Europe’s top aviation regulator said Boeing’s 737 Max aircraft could be able to return to flying in the region before the end of 2020 even as some of the additional upgrades the agency has asked for, will not be ready for two more years.
Europe’s top aviation regulator, on October 16, said he was satisfied with the changes made to Boeing’s 737 Max aircraft, to make it safe for flying in the region before the end of 2020, Bloomberg reported. This development came even as some of the further upgrades his agency has asked for, will not be ready for nearly two more years.
The news report cites Patrick Ky, the executive director of the European Union Aviation Safety Agency, as saying that The European Union Aviation Safety Agency (EASA) is reportedly completing a final document review ahead of a draft airworthiness directive expected to be issued in November. The directive would be followed by four weeks of public comments.
The development of a synthetic sensor to add redundancy will take 20-24 months, the Bloomberg report quotes Ky as saying.
The EASA has mandated the sensor on the larger 737 Max 10 variant of the aircraft before its planned debut in 2022. It would have to be retrofitted onto other versions too.
Boeing’s 737 MAX has been grounded since March 2019 after two fatal crashes killed 346 people.
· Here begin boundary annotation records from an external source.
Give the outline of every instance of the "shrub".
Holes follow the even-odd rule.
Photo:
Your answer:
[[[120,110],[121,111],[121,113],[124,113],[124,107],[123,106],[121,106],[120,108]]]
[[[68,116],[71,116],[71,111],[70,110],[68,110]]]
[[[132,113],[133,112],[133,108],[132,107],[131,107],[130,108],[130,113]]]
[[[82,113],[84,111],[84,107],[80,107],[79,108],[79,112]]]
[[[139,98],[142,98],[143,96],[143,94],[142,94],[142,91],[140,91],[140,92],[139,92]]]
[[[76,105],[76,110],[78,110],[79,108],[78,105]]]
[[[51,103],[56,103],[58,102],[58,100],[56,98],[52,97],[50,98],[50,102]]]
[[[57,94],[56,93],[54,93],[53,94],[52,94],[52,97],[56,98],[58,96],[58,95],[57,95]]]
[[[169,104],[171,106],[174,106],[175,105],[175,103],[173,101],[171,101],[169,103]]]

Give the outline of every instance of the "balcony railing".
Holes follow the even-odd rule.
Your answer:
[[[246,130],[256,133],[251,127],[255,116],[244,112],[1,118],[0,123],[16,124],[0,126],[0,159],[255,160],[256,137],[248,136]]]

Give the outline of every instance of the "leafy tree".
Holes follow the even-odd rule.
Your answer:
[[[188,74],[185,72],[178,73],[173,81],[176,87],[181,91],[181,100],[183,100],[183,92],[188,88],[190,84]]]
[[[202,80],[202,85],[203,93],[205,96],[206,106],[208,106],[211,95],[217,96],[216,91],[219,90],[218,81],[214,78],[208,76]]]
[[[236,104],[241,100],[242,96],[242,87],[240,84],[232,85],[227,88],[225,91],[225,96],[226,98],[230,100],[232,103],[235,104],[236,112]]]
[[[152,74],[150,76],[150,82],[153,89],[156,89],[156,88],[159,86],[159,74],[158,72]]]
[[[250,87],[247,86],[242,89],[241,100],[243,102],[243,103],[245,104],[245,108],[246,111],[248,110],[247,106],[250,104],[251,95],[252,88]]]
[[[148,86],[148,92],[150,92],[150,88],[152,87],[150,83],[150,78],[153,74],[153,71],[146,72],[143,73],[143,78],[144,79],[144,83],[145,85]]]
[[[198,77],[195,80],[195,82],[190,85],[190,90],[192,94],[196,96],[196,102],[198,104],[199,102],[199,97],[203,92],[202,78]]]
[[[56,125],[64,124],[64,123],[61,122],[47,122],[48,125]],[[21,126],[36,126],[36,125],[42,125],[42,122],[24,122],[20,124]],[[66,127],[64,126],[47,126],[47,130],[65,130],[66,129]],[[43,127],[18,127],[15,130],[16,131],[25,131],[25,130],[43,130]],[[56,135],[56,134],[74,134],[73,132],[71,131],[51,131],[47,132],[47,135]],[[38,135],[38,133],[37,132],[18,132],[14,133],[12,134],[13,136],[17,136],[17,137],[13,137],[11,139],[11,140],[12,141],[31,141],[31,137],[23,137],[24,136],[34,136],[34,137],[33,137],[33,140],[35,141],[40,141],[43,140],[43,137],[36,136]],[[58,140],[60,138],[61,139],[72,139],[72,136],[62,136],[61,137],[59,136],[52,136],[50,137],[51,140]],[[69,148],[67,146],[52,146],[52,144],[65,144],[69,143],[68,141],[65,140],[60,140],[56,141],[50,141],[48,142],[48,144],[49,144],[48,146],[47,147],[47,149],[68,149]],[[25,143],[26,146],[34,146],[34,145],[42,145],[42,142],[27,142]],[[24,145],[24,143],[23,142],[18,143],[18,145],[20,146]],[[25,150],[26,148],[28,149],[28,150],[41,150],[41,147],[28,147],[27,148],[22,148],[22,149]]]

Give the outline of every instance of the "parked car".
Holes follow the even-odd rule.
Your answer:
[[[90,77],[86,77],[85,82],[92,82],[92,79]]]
The crashes in Ethiopia and Indonesia triggered lawsuits, investigations by the US Congress and the Department of Justice and cut off a key source of Boeing's cash.
Indian low-cost airline SpiceJet is expecting the grounded Boeing 737 Max aircraft to get back to service in the first three months of 2021. Return of the aircraft will be a 'big boost,' the airline said while announcing its fourth-quarter and full-year results for FY20.
The airline has a fleet of 13 Boeing 737 aircraft. SpiceJet has a total order of 155 of these planes. Among Indian carriers, apart from SpiceJet, Jet Airways had also placed orders for the aircraft.Boeing is working to win regulatory approval from the US Federal Aviation Administration, potentially early in November, to fly the jetliner again in the United States. This comes as the novel coronavirus pandemic continues to hamper demand for jets from both Boeing and its European rival Airbus. In September alone, Boeing lost three orders for the grounded aircraft.